Siempre oí decir que Víctor Puebla amaba la vida, el teatro, la poesía, la danza, la música, a sus hijos y a Antorcha; que no quería que estuvieran tristes por su partida y que lo despidieran con una fiesta donde hicieran lo que él hacía. Y así fue.
Pasados algunos segundos, una de las que hasta ese momento había sido de las más pequeñas en la compañía rompió en llanto diciendo con vehemencia que “él había prometido que volvería”. Era, pues, una promesa hecha a sus hijos hacía pocos días por aquel que yacía inerte, quizá ya en su ataúd, para volver a su querida morada.
Las clases pararon, y los integrantes de la compañía nos dirigimos al entonces teatro Hermanos Soler, ubicado en la 5 poniente, que se arregló como si de una fiesta se tratara para recibir al maestro Víctor. El maestro de pintura con el que nos encontrábamos realizó rápidamente un gran retrato del maestro que se colocó en el centro del patio; se pusieron telas negras drapeadas, sillas y muchos arreglos florales.
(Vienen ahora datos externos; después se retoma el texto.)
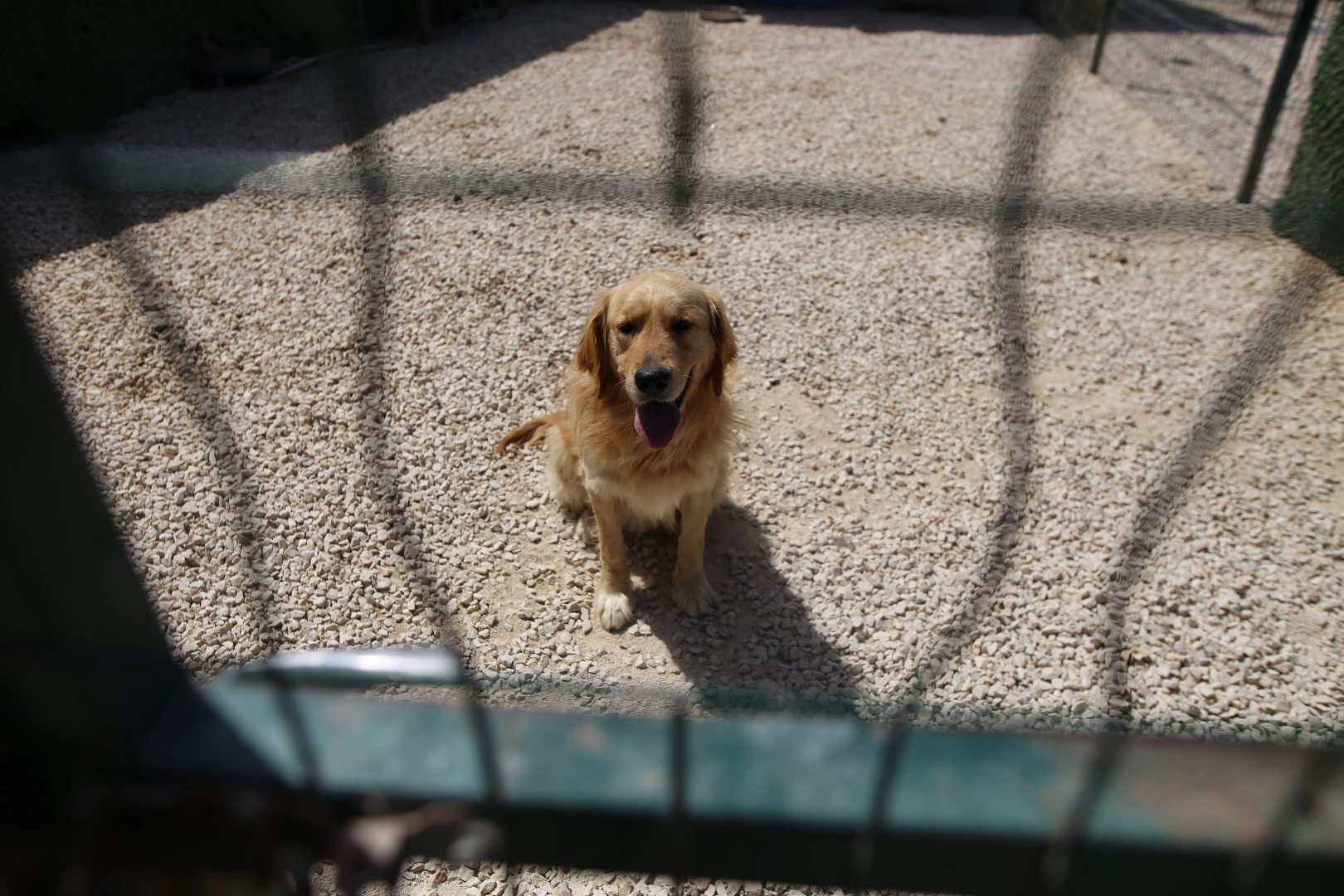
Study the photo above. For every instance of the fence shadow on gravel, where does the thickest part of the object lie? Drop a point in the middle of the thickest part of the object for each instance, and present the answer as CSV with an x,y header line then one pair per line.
x,y
717,650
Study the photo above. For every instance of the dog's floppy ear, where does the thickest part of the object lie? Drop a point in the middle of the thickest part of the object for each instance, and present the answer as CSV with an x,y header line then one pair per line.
x,y
724,342
593,355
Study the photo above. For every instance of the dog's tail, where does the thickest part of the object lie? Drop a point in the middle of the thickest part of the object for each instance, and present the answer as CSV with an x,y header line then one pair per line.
x,y
528,433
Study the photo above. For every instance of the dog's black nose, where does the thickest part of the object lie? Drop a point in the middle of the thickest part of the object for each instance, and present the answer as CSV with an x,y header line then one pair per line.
x,y
652,381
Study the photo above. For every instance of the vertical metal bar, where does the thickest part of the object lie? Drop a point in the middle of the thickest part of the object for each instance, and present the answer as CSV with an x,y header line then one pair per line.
x,y
1277,93
679,835
866,844
1108,19
1059,852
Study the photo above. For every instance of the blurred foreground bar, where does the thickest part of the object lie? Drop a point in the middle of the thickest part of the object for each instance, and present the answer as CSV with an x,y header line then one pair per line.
x,y
789,798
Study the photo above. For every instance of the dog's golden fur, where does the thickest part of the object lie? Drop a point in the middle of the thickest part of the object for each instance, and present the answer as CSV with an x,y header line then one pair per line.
x,y
597,460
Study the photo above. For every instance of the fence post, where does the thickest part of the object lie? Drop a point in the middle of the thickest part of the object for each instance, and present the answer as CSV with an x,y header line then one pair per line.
x,y
1311,212
1277,91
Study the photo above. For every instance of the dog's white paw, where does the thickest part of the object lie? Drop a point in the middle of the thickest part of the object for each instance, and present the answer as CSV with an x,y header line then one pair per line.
x,y
613,609
694,597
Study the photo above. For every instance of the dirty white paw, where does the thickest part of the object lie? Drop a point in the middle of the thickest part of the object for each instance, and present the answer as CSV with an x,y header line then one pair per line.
x,y
694,597
611,609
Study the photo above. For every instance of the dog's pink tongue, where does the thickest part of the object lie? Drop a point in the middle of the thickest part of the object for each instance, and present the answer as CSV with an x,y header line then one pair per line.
x,y
656,422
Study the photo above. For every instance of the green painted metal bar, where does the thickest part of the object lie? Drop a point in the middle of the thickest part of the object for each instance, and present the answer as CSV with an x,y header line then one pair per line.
x,y
1293,45
789,798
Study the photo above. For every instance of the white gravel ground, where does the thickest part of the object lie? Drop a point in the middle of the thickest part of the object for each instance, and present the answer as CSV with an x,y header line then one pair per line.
x,y
300,455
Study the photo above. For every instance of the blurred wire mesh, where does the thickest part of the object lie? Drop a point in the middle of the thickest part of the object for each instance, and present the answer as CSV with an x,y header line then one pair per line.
x,y
1203,71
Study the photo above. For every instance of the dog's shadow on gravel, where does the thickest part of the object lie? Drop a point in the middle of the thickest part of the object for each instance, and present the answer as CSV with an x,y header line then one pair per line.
x,y
758,635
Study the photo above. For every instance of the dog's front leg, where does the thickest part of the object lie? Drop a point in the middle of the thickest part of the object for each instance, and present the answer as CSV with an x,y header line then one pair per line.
x,y
611,599
691,590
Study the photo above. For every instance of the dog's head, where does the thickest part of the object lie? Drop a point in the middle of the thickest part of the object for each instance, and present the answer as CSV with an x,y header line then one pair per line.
x,y
661,340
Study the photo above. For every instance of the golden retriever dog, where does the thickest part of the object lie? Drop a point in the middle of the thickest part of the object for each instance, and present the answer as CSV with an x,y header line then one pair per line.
x,y
647,433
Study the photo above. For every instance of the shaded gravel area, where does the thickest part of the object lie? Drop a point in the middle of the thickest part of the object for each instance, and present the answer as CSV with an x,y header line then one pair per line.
x,y
968,479
1202,69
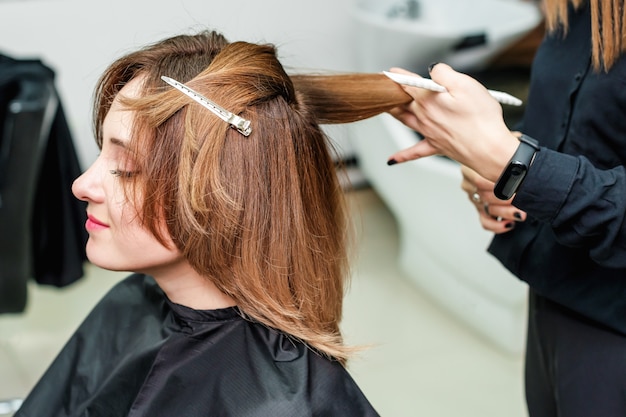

No recuerdo a qué hora llegó la carroza ni cómo transcurrió tan rápido el día. Lo que sí recuerdo es que, al anochecer, el patio estaba llenísimo de personas que no conocía, pero que estaban muy tristes ante el cuerpo de su amigo, su colega, su maestro.
Siempre oí decir que Víctor Puebla amaba la vida, el teatro, la poesía, la danza, la música, a sus hijos y a Antorcha; que no quería que estuvieran tristes por su partida y que lo despidieran con una fiesta donde estuvieran haciendo lo que él hacía. Y así fue.
Esa noche, justo a esta hora, se presentaron las obras que al Divo le gustaban; obras que adaptó, como Troyanas, en la que sus actrices lloraron como nunca, y como según cuentan, a él le habría gustado que saliera en su función.
Vi por primera vez actuar a los maestros Alejandro y Serafín, interpretando una obra que él escribió, Divertimento Poblano. Aún con el corazón desconsolado, hicieron reír a la audiencia, recitaron las poesías que le gustaba recitar o escuchar, las canciones que él cantaba en sus bohemias: “Paloma negra”, “Vámonos”, y los bailes que disfrutaba como Las bodas de Luis Alonso.
Así fue el adiós del querido Divo de Puebla, que hoy por hoy es un gran ejemplo para todo el antorchismo nacional y un emblema artístico y cultural.
El gran Divo deseaba que la cultura y el arte se masificaran, que se llevaran hasta los lugares más recónditos, porque entendía que esto estaba elitizado y sólo unos cuantos, los que tienen los recursos para pagarla, son quienes tienen acceso a ella.
Antorcha hoy por hoy sigue los consejos del gran Divo, que siempre vivirá en los corazones de los antorchistas que lo conocimos y que lo admiramos.